Tuesday, December 30, 2008
SUPER FANTASTIC
I GOT THE JOB!!!! im soooo happy!! AND not only that but the discount for Zeh'en to be there while i work is awesome!! i only pay 14 dollars a week!! oh im so happy! i just need to solidify child care plans for 2 evenings a week and im hoping to have zeh'en back by next week!!! i have missed him so much! i am also super excited because im gonna be starting the next phase! like ok. When i first got out of the program i had to learn to just function. Work and get the bills paid, scrape by if you will. As i got better with that then the divorce got more heated and i had to learn to keep on goin and how to let God have more control of me so i could handle it. Then i had to learn to trust God more as things with Zeh'ens dad got really hard and i was concerned about what was going on.
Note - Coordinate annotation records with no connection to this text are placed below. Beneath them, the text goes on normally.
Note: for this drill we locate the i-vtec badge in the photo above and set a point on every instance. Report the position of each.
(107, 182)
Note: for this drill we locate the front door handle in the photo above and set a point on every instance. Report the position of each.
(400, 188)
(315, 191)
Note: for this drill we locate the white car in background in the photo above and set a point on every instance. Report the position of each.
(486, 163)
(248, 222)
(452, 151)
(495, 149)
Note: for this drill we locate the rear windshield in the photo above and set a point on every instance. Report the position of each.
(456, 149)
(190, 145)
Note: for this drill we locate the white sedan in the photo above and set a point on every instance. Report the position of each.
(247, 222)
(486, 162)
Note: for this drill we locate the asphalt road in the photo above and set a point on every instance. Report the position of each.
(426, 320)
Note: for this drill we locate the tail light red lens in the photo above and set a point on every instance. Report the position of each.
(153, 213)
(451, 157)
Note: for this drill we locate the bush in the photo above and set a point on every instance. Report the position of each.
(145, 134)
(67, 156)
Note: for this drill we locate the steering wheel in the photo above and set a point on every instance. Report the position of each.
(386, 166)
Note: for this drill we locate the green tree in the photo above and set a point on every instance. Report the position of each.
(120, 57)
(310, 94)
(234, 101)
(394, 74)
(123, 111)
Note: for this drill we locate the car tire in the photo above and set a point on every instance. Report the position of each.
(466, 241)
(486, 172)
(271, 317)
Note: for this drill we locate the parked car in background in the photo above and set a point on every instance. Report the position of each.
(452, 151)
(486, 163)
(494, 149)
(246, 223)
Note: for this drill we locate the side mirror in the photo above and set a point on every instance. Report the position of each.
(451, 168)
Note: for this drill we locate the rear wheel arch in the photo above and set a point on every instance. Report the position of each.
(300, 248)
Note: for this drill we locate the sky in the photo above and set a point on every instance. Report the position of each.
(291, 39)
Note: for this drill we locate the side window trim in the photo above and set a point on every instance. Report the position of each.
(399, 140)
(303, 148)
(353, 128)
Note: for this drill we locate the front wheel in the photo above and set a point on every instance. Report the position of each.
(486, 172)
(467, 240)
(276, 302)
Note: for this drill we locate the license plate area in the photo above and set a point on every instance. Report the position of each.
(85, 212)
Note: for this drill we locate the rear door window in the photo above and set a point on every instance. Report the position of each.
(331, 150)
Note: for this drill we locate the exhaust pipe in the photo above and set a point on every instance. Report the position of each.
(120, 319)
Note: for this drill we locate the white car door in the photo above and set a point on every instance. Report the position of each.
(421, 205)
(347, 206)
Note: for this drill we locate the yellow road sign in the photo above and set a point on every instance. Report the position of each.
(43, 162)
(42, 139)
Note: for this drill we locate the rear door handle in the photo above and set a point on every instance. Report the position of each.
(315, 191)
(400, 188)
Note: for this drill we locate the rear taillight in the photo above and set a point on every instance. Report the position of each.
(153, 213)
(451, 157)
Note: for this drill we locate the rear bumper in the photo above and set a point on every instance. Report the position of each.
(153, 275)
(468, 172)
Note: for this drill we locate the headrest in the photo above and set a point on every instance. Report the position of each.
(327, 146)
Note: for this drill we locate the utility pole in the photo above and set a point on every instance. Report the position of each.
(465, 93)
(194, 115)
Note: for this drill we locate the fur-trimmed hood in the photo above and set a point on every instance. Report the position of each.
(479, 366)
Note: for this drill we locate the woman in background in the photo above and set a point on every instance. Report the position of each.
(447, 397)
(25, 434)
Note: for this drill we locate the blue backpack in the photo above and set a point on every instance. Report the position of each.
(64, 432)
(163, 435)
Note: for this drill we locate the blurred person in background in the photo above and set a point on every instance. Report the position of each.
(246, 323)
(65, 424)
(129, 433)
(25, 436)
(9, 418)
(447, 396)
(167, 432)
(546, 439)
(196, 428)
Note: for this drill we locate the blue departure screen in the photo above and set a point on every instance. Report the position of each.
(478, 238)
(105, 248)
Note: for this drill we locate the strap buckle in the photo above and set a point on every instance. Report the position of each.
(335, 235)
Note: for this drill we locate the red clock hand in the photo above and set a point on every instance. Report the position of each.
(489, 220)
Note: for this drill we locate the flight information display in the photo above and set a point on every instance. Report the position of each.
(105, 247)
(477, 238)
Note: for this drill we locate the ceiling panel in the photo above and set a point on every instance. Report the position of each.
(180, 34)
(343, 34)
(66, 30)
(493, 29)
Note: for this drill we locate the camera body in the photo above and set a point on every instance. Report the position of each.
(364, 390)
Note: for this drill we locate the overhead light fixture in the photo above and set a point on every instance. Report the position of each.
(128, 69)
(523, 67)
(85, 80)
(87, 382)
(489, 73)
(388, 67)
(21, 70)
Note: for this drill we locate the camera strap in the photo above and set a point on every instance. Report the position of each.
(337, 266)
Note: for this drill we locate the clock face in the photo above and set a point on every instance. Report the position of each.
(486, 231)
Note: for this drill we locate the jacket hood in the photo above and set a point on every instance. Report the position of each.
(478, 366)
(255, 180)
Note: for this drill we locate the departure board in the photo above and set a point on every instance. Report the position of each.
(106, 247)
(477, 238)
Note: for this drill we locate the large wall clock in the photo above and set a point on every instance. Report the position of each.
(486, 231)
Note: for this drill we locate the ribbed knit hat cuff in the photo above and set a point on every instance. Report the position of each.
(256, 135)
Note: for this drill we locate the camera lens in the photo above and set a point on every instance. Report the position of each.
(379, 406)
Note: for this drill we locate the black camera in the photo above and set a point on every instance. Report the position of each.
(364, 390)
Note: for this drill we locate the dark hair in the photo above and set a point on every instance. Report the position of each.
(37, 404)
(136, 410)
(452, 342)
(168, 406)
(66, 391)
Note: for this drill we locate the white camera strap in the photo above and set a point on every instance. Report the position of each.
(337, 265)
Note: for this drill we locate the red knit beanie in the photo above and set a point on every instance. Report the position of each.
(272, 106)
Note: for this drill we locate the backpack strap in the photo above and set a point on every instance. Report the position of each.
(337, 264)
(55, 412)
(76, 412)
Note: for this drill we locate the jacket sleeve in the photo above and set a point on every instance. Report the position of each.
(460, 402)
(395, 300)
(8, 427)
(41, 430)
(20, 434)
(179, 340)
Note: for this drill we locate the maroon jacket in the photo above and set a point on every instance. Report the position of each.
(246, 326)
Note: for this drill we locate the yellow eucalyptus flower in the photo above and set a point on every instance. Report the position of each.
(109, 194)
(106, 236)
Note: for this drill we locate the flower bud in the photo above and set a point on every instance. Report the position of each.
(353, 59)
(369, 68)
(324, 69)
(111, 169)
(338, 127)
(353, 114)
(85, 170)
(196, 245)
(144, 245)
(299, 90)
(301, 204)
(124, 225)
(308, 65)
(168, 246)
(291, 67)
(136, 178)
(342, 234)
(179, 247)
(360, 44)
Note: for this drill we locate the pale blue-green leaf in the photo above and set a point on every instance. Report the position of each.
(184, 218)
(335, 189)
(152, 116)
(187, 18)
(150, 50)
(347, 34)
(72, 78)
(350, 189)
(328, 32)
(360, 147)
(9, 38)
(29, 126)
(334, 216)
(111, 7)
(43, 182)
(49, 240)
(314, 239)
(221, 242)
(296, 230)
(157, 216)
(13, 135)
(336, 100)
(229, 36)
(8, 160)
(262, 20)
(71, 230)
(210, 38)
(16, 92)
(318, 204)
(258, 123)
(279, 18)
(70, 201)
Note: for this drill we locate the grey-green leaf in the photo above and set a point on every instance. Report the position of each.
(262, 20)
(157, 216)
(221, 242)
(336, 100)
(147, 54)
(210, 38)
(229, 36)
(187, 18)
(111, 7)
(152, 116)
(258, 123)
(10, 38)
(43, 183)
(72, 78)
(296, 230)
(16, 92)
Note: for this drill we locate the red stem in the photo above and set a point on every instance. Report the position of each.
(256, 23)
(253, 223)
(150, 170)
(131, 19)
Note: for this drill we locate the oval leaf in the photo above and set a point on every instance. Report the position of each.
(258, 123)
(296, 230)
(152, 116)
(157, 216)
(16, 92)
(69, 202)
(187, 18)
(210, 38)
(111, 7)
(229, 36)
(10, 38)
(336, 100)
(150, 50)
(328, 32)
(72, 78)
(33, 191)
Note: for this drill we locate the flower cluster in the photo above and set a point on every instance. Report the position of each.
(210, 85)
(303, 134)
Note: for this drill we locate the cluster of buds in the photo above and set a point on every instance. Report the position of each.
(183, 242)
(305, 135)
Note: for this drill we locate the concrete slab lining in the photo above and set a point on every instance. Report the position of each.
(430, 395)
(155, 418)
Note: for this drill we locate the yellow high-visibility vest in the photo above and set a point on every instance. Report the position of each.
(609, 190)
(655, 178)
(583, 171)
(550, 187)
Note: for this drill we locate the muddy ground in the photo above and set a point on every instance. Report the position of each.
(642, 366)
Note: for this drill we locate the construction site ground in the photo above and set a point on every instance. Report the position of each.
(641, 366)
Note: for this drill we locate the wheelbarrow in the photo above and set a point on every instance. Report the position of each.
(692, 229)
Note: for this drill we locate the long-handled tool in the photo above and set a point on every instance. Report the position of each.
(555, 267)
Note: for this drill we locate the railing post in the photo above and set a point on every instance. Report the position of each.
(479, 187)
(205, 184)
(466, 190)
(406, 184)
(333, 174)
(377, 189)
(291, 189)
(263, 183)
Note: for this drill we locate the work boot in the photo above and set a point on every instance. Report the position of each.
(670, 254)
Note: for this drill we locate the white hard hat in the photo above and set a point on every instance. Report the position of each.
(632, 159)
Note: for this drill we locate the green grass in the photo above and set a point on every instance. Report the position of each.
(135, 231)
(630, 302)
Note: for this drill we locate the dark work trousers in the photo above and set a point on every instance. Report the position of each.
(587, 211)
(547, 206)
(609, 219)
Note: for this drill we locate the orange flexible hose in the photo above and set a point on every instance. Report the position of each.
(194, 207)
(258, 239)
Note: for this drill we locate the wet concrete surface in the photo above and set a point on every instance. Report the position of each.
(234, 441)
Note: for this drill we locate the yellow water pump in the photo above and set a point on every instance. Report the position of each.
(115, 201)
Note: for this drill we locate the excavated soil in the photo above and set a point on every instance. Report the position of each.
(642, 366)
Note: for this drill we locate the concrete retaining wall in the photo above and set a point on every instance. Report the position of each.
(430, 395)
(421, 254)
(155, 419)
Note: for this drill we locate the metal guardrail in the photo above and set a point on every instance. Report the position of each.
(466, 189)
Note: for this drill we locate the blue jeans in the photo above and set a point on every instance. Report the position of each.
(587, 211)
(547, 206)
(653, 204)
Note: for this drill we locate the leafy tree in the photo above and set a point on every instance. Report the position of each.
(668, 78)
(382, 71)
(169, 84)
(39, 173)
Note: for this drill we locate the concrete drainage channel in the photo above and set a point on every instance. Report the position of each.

Then i had to go through all of that time being lonely and deal with the fact that i have chosen the narrow gate...and sometimes that means you go alone. i had to balance all of those things with the strains of being a mom. I also had to learn to stand on Gods promises even when i cannot see the next step. That is a hard one especially when so many people are involved and they all want answers. well then after the pressure of the custody nightmare was lifted i had to let Zeh'en go for a bit. God started just working on me as me. All of those other things were me too, but since it was in the context of me being mom thats where everything was focused. God has used this time to remind me of the joy i have in being his child. And while i will always be mom , i am also just avenell. and i have been learning the joys of that. who i am in my friendships and how to balance my faith with life and people. Now that i have got this second job and a good set of support ( not in my family ) I feel like God is bringing all of these things together in my life and finally like the next phase begins. Im about to get to the part where it finally becomes my functioning life. not waiting on courts, waiting on situations, hoping the next step... its finally gonna be like LIFE! I will be combining the friendships and personal roles with the responsibilities and joys of motherhood. its hard to explain but im so excited about it. I am so excited to be of use to God. and i know to be of use i have to first use all the gifts and lessons to bring my own life to a balance of stability so that i am able to be used as a blessing for others. THANK YOU LORD!!!!!!!